Rometty was joined on the keynote stage by Red Hat CEO Jim Whitehurst and the two engaged in a conversation that provided a few hints but did not yield any major announcements.
Red Hat has played a significant role in the open-source world, and many of the tools designed to process and transfer data at the edge are being developed in this ecosystem. As a result, IBM could be poised to capitalize on the move toward edge computing and growth in the world of containers, the software capsules that allow applications to run on multiple kinds of computers and operating systems.
Whitehurst addressed this potential in his brief remarks, speaking about Linux and the rise of containerized services. “That is where the vast amount of innovation is happening,” he said, using data-generating autonomous cars as a prime example of how Red Hat and IBM could combine forces to write a new chapter in infrastructure at the edge. “The combination of what we can do together is really exciting.”
Whitehurst also described his belief that the technologies powered by his company’s open-source tools hold enormous potential for the future of enterprise computing. “The real value is when your data and processes that you have can leverage this set of technologies,” he said. “What we try to do is make open innovation consumable for enterprise.”
Major focus on AI
If specifics about the integration of Red Hat into IBM’s business plan may have been in short supply on Tuesday, Rometty and her company had plenty to say about artificial intelligence.
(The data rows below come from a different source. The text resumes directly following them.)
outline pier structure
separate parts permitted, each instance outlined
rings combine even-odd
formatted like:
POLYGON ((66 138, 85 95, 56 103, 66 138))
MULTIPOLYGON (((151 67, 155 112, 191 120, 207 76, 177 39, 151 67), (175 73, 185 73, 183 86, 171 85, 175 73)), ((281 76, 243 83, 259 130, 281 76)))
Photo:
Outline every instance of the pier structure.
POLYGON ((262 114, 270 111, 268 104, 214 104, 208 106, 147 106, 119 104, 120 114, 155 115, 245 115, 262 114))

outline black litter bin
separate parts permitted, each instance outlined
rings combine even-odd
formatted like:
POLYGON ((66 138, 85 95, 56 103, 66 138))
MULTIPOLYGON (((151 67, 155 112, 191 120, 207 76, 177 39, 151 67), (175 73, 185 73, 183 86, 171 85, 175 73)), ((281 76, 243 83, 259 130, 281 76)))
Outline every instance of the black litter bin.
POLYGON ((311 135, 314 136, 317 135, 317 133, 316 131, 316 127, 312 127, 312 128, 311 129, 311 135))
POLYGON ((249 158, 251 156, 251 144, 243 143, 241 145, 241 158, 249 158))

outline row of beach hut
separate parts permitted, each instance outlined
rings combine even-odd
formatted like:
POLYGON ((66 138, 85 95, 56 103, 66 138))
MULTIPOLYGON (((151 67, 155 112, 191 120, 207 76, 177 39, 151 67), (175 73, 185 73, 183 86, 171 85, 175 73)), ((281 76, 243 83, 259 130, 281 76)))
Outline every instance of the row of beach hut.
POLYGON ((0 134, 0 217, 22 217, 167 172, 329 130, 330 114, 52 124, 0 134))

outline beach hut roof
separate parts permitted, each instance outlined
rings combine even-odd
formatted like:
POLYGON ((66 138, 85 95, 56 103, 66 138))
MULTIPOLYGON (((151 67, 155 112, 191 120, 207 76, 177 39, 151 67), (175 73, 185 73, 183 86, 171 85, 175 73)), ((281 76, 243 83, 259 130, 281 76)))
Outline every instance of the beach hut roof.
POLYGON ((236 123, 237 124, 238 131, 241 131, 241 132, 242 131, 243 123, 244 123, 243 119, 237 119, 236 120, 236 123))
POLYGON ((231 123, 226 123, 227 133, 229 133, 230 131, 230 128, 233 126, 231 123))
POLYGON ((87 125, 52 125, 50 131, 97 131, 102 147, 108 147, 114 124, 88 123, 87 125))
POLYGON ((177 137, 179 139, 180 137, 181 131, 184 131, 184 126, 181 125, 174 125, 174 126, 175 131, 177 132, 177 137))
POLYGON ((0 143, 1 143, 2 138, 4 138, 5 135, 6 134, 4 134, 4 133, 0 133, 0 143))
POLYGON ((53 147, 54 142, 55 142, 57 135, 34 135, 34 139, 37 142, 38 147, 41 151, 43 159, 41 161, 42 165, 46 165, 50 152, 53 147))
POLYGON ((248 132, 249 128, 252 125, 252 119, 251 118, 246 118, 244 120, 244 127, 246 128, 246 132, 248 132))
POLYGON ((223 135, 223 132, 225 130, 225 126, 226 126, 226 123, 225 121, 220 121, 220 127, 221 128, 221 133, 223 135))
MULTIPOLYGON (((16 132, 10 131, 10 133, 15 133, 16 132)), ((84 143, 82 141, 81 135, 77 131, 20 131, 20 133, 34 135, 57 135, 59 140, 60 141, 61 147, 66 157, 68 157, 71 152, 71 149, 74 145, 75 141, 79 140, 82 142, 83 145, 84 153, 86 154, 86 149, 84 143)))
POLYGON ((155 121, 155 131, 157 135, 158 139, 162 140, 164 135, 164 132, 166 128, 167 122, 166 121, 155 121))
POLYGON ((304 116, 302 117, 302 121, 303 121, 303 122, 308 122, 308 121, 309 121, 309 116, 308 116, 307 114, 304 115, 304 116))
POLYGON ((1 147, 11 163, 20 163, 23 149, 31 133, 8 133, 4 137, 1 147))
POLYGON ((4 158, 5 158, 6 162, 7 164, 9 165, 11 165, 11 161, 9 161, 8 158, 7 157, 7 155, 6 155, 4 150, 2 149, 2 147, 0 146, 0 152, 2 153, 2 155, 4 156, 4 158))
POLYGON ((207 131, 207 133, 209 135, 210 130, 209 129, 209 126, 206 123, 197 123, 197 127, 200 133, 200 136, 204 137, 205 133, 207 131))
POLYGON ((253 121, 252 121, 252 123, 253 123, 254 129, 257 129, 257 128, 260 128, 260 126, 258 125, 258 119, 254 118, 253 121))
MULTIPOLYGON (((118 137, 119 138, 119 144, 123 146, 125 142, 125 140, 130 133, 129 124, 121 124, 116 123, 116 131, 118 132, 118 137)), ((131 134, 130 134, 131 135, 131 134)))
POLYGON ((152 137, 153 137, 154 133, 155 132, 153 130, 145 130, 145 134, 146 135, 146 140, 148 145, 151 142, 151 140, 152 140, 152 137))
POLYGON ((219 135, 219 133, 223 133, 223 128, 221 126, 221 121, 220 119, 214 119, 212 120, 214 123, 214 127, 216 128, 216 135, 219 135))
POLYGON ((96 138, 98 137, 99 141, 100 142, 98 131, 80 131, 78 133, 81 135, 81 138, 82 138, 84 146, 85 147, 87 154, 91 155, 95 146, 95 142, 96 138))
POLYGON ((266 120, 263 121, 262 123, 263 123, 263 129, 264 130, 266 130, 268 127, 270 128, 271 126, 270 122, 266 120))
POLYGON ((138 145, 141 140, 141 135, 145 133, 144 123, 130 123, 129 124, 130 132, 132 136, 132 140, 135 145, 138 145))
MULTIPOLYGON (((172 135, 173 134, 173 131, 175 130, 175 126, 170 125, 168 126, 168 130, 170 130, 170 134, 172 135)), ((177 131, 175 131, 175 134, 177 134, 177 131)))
During the first two days of the conference, IBM made several AI-related announcements, the most significant of which was that Watson will be made available for use on any cloud.
“This is in response to what you told us about data,” Rometty said in reference to customer feedback seeking flexibility to move information between cloud platforms. “This will be the most open, scalable AI for business in the world.”
Rometty also teased the audience with an allusion to AI research at IBM. Last week, the company announced plans to open a research hub dedicated to the development of next-generation AI hardware.
“The biggest thing we’re working on is how to get AI to learn with less data,” said Rometty, who also indicated that additional research-related AI news was “soon to be coming out.”
Trusted and scalable
Rometty took time to articulate her vision for the AI industry in general. In addition to the core research that IBM is conducting to improve AI tools, the company is also focused on what Rometty described as “Trusted AI” and “Scaling AI.”
Mindful of the hit the technology industry has taken recently over the loss and misuse of user data, IBM recently launched a software service to scan systems using AI for bias detection. “Being trusted means to repair society, to live and work in this age so that no one is left behind,” she said.
IBM also announced this week that it would merge its PowerAI server line with Watson to accelerate machine learning training. The company’s announcement claimed a 46 times acceleration rate through this move, but IBM had bigger plans for future advancement.
“This is AI to automate AI,” Rometty said. “Our aim is to make it a thousand times more efficient to do this.”
The rollout of new AI tools and the promise of Red Hat’s open-source technology to reshape the enterprise signifies IBM’s interest in being a big part of the computing conversation in the years ahead.
But it will be a challenge, and not just because of all the competition from cloud giants such as Amazon Web Services Inc. and Microsoft Corp. Many enterprises are still grappling with the complexities of cloud computing on which Rometty is betting IBM’s future. Bernard Tyson, chairman and CEO of Kaiser Permanente, for example, went slightly off-script in his own conversation with Rometty on Tuesday.
“Now I think I know everything about the cloud,” Tyson said. “I still don’t quite get it.”